DONALD RUMSFELD AND CATASTROPHIC INTELLIGENCE FAILURES — Austin Bay’s latest column is on both. He concludes:
Infiltrating a terror clique to obtain detailed planning information, “the truly accurate information” — is extremely difficult. We do information technology without peer, but in the dirty, gray world of James Bond cloak and dagger deception, we’re Joe Average. America’s gravest intelligence weakness is a lack of HUMINT, human spies, capable of penetrating al Qaeda.
Until that changes, the president should be tossing and turning.
Read the whole thing. And ponder that John Walker Lindh had no trouble penetrating Al Qaeda.
UPDATE: Reader James McKenzie-Smith emails:
I think that he had no trouble penetrating the Taliban, not AQ. In that being a member of the Taliban allowed him a certain interaction with AQ, this avenue of approach for a penetration of AQ has probably closed itself.
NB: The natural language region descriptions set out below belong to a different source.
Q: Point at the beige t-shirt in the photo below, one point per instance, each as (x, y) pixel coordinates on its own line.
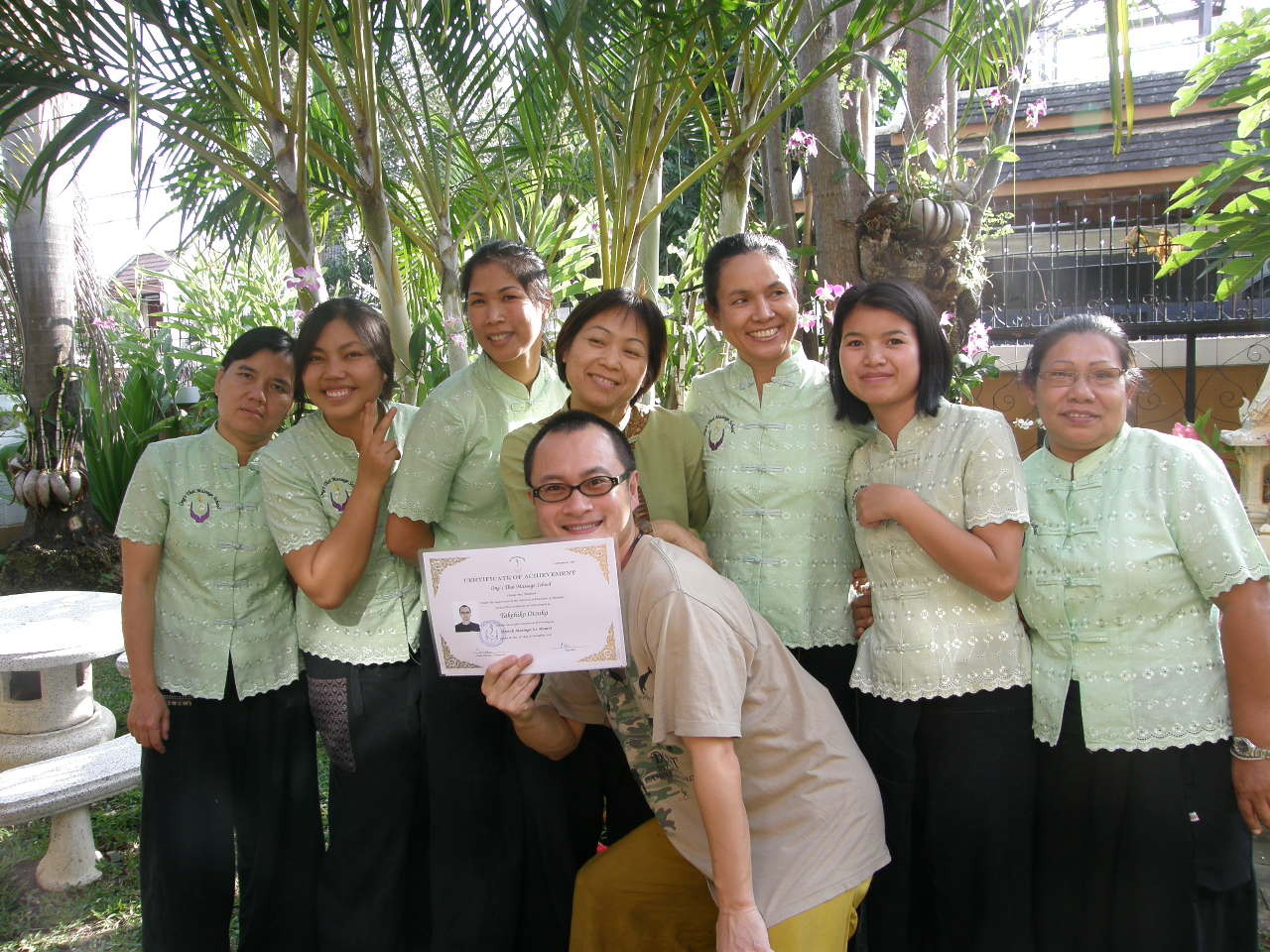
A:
(702, 664)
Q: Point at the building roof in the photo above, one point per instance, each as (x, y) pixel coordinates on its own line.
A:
(1074, 144)
(130, 275)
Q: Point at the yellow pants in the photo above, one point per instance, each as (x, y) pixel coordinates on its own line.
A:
(643, 895)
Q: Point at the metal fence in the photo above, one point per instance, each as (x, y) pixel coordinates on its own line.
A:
(1066, 257)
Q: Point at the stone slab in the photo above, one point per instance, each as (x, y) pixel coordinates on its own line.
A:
(49, 629)
(68, 780)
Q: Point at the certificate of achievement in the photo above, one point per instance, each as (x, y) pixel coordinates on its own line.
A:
(556, 601)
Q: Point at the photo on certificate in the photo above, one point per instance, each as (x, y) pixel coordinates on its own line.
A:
(557, 601)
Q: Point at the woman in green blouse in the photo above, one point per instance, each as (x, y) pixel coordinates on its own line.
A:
(939, 509)
(326, 481)
(500, 881)
(217, 698)
(610, 352)
(1144, 802)
(776, 460)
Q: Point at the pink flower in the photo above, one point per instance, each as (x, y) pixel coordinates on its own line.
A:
(1035, 112)
(935, 112)
(307, 278)
(975, 339)
(826, 294)
(802, 145)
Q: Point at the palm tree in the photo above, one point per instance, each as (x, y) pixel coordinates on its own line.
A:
(42, 239)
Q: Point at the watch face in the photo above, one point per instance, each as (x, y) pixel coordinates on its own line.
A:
(1242, 747)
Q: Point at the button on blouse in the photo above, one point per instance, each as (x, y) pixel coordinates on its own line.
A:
(1125, 551)
(309, 475)
(775, 470)
(221, 594)
(935, 636)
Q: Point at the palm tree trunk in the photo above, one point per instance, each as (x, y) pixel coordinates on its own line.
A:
(451, 296)
(835, 253)
(778, 188)
(648, 261)
(42, 235)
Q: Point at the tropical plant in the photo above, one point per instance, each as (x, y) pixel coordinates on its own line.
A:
(42, 232)
(1232, 234)
(117, 428)
(1205, 429)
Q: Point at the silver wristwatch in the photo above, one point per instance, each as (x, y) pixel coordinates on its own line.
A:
(1243, 749)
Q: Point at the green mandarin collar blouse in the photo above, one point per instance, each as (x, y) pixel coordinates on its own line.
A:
(309, 475)
(934, 636)
(776, 471)
(1125, 551)
(448, 474)
(222, 592)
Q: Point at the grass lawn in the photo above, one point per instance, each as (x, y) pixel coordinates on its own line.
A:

And Austin Bay himself emails:
Johnny Lindh was perhaps (ultra wild estimate) three to five years away from being inside the planning clique. That’s a way of saying it takes time and foresight to place the human spy. Like you, I’ve thought about Lindh as a model. At the time he entered Al Qaeda it was relatively easy to become a foot soldier, if you could display the zealot’s fervor. I can see a scenario where the Al Qaeda bigwigs select a Lindh jihadi for a terror strike because he is an American. There might even be a “test” strike to gauge his reliability. Now we’re getting novelistic, but the same imaginative faculties that go into plotting a novel go into “plotting” an operation.
The easiest way to penetrate the terror clique’s planning cell is cash, I suppose, but that also takes inside information to find the “corruptible” religious fanatic.
Both good points. My phraseology above was sloppy, and overstated things. Lindh “penetrated” Al Qaeda to the extent that he met bin Laden and had some contact with his circle, but he didn’t really get on the inside. Still, he got awfully close to the center of things, considering.